Thursday was no different with over-the-counter trading reaching a volume of more than a half- million shares with a closing price of 5 cents.
Trading had stopped Monday and Tuesday as a result of Hurricane Sandy, but markets reacted to the uncertainty surrounding the company’s early agreement with Michigan-based Talmer Bancorp, which agreed to an asset purchase agreement that could find Talmer paying $45 million for the company’s stock.
That deal will need approval in federal bankruptcy court, a process the company expects to take between 60 days and 90 days, but something equity analysts contend could take much longer.
If approved, Talmer and First Place agreed that the Michigan-based company would assume no liabilities as a result of the sale.
Officials with FPFC have repeatedly said First Place Bank customers and employees will not be affected by its move for bankruptcy protection. The bank is expected to keep its name, charter and some of its board members if the sale with Talmer goes forward.

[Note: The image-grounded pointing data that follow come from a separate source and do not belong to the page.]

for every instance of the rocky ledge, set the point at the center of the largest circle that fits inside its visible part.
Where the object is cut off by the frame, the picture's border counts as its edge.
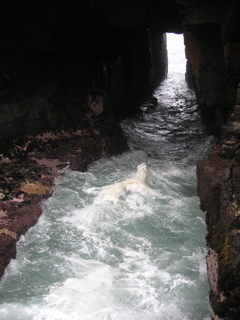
(29, 165)
(219, 192)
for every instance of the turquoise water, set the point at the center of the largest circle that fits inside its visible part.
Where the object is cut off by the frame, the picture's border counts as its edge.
(125, 240)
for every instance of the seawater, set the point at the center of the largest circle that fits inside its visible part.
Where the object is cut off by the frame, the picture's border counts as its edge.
(126, 239)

Shareholders, however, already have felt the brunt of FPFC’s announcement.
“They’re not going to get shares in this new company at 40 bucks or anything; it doesn’t work like that,” said Tom Picino, fund manager at Diamante Capital Partners LLC, a hedge fund in Poland, which is not involved in any of the First Place proceedings. “Right now, it just appears that everybody is dumping shares and taking whatever they can get out of them.”
Shares of FPFC have been volatile in the past six months, but Wednesday and Thursday was a seesaw. The stock climbed sharply upward in a split second and bottomed out the next.
This week’s low points were some of the company’s worst. The last time it reached anywhere near the floor was in 2011, just days after the company was pulled off the Nasdaq for failing to file financial statements with regulators.
For most of this year, the stock has been unable to break anywhere above 80 cents, and on Thursday analysts were predicting a downward trend and had a negative outlook for the stock.